Oh, bien, desde luego, ella estaba enterada de que Arthur se entendía con aquella señora Fielding. No le había engañado con toda aquella historia de que sus dientes necesitaban continuada atención. Y estaba muy bien decir que la casa de la señora Fielding estaba más ordenada que la suya. Aquello no era sorprendente; siendo una viuda rica sin hijos ni responsabilidades, podía permitirse tenerlo todo muy bien arreglado. No se podía esperar que una esposa atareada hiciera milagros con la cantidad tan pequeña que le pasaban. Si Arthur hubiese deseado que todo fuese diferente, debería haber sido más generoso. Le era muy fácil a la señora Fielding atraer a los hombres, vestida como un maniquí y sin nada que hacer en todo el día.
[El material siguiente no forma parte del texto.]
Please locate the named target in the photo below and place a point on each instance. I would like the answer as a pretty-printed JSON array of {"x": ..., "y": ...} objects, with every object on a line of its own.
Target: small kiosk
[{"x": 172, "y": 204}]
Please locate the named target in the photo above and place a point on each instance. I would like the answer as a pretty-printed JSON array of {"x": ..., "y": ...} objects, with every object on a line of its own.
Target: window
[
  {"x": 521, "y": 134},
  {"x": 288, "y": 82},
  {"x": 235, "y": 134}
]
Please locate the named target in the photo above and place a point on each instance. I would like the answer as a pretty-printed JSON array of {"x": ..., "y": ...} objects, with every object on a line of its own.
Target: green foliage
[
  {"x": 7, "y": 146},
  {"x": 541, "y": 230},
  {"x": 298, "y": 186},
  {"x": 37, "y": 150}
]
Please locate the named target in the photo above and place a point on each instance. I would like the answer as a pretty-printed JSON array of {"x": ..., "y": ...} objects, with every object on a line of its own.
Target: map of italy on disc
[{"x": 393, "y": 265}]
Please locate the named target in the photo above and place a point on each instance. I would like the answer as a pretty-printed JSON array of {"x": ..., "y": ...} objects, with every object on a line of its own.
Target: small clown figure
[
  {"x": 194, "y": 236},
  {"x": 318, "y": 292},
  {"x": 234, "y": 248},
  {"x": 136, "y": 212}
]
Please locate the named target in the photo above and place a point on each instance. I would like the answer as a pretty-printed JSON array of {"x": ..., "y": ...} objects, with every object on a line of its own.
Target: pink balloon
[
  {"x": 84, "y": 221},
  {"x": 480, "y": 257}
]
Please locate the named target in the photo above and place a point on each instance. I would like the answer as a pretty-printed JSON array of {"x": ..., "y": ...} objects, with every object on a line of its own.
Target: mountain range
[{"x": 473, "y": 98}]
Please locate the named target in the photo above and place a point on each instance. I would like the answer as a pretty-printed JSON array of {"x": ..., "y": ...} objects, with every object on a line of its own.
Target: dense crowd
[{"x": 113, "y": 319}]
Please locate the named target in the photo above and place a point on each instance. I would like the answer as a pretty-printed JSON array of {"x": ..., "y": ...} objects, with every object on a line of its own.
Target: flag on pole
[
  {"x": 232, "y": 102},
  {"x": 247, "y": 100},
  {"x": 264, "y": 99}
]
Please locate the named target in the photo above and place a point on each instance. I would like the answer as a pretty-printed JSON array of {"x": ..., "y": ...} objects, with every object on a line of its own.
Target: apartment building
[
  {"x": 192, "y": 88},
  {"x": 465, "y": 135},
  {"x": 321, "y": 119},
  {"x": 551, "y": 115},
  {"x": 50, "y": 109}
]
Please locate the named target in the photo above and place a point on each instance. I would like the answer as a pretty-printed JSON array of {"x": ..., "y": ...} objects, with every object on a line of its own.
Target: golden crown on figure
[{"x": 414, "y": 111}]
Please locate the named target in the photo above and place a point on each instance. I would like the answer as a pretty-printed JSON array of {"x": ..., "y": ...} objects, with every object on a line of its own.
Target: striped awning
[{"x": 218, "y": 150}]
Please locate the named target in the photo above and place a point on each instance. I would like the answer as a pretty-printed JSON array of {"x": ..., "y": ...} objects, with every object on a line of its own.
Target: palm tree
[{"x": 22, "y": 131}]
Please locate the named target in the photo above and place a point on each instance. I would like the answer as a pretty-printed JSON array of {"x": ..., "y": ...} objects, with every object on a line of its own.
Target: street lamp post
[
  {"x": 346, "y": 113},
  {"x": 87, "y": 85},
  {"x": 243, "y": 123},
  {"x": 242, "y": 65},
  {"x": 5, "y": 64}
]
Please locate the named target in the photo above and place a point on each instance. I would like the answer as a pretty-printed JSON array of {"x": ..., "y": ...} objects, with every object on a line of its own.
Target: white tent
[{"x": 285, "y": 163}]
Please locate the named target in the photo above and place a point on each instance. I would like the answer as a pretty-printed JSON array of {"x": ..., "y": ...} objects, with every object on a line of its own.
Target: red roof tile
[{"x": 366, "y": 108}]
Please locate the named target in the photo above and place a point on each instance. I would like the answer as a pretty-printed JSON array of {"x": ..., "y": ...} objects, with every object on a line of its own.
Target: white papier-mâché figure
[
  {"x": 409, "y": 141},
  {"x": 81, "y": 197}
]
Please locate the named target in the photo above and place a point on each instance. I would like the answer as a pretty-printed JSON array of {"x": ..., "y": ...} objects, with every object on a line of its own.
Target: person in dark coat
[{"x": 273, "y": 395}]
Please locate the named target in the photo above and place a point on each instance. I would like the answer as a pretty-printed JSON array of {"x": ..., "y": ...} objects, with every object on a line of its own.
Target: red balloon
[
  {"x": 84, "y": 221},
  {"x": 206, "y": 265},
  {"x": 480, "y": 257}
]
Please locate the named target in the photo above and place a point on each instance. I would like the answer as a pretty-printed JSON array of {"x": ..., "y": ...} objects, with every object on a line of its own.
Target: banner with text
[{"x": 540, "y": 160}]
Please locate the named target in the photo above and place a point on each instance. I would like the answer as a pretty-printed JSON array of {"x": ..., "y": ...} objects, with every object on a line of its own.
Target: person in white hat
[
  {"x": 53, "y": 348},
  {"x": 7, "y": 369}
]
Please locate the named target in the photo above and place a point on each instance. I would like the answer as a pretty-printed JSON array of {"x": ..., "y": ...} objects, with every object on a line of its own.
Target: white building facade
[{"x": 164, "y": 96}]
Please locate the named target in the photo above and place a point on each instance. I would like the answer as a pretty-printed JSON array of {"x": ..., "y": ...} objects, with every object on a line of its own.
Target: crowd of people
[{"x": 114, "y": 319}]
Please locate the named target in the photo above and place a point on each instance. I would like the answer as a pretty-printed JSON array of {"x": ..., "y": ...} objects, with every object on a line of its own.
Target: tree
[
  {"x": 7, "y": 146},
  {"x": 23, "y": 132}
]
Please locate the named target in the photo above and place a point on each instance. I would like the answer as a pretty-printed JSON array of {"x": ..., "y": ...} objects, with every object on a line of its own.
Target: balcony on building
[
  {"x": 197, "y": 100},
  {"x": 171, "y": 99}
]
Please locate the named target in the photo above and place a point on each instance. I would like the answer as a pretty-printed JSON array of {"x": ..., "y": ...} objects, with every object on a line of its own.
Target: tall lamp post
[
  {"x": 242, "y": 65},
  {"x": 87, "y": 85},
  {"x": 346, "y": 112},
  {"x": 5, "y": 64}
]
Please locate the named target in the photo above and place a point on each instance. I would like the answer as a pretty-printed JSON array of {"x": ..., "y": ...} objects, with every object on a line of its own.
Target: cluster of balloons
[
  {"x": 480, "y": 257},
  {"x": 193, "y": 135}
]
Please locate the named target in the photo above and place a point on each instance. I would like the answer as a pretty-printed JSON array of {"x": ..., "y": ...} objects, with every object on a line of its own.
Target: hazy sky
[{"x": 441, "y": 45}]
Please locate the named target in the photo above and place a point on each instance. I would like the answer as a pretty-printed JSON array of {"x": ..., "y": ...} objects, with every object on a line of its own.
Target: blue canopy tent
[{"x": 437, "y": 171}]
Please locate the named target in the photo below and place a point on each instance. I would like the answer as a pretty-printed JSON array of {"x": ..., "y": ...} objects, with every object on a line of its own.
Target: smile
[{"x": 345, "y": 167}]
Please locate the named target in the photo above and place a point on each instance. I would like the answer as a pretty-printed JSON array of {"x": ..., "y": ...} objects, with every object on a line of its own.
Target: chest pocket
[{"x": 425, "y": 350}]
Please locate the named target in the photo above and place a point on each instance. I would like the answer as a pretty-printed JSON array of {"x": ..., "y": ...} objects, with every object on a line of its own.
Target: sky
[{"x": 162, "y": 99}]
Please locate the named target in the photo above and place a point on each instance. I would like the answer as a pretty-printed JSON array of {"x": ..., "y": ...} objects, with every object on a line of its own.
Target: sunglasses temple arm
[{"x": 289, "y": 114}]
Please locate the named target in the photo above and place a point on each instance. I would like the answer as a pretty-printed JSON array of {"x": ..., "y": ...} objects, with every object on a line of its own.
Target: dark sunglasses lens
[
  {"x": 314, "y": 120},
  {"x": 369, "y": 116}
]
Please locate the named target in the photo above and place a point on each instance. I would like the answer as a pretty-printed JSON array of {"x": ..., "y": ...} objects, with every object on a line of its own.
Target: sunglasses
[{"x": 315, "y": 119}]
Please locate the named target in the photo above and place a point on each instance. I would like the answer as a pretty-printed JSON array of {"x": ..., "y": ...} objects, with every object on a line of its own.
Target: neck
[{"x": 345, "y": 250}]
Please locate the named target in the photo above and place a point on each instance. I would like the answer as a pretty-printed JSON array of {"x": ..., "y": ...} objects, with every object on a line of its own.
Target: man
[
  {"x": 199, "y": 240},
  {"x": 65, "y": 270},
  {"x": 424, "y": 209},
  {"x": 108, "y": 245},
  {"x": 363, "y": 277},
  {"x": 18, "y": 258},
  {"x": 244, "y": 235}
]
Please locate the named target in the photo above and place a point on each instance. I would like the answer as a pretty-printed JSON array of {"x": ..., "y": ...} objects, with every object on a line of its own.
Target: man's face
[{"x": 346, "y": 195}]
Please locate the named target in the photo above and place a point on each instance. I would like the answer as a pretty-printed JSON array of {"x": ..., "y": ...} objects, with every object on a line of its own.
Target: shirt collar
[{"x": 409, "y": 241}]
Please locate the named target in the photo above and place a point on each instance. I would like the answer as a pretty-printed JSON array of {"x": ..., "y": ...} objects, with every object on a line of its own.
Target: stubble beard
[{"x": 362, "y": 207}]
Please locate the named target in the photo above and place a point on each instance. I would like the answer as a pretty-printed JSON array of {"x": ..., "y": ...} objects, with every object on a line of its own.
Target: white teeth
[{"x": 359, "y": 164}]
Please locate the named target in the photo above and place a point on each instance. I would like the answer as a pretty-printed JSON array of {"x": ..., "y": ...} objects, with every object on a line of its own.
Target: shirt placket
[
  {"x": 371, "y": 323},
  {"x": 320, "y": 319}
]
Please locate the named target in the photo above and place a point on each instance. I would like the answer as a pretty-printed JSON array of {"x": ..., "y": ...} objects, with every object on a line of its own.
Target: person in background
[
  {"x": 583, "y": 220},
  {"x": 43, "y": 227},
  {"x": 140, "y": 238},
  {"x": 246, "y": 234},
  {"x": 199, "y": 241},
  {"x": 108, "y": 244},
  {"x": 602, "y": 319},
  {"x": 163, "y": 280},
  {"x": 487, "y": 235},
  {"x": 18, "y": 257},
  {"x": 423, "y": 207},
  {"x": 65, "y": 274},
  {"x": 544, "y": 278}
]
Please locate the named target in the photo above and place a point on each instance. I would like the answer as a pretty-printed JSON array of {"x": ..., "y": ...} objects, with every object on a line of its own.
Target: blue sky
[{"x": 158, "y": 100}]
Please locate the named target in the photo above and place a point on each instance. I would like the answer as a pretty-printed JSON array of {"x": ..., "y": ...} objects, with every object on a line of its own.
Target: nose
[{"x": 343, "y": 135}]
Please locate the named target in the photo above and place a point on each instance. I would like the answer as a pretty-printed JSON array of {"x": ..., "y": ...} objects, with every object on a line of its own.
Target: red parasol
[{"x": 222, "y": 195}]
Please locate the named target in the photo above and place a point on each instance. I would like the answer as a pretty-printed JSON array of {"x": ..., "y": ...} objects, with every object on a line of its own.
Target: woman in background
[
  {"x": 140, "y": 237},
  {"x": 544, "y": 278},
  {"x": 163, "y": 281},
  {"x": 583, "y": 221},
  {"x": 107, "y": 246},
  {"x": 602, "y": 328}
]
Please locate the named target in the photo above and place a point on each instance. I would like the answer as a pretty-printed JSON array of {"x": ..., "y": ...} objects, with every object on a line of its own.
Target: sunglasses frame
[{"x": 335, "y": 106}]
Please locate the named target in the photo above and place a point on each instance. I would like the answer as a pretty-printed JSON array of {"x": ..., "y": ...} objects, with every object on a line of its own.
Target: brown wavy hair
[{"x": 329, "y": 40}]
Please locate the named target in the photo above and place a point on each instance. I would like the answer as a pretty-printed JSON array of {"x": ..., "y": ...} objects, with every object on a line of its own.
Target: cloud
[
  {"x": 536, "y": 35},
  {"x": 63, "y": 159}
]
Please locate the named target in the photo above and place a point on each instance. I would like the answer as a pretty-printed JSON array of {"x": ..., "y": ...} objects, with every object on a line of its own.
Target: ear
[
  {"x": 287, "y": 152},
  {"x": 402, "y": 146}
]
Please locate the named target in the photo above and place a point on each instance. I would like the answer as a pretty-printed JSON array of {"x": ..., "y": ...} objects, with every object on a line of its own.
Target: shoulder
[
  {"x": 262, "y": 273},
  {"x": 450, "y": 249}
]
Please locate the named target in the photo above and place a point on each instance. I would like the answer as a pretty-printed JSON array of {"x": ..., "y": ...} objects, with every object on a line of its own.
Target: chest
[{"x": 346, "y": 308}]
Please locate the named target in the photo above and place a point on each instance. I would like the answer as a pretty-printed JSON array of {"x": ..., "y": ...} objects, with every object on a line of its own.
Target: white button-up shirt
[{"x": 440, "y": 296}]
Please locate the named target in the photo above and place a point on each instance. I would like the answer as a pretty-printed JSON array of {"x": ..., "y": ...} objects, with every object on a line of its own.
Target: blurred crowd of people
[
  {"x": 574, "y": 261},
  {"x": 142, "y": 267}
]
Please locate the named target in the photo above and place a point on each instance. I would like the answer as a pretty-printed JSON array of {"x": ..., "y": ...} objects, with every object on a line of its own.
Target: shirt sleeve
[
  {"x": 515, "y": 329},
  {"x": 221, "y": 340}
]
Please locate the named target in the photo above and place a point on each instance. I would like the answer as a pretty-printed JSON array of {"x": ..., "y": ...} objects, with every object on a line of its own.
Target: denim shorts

Le había dicho a Arthur que se divorciaría si aquello no terminaba. Y desde entonces él había empezado a pasar todas las veladas en la ciudad, y lo que hacía allí…

El inspector contuvo el torrente de palabras preguntando la dirección de la señora Fielding.

—Le aseguro que no la sé —dijo la señora Prendergast—. Vivía en el número cincuenta y siete, pero se marchó al extranjero después de que expuse claramente que no iba a tolerarlo por más tiempo. Alguna gente tiene mucha suerte al disponer de dinero para gastar. Desde nuestra luna de miel, no he estado en el extranjero y entonces, sólo fue hasta Boulogne.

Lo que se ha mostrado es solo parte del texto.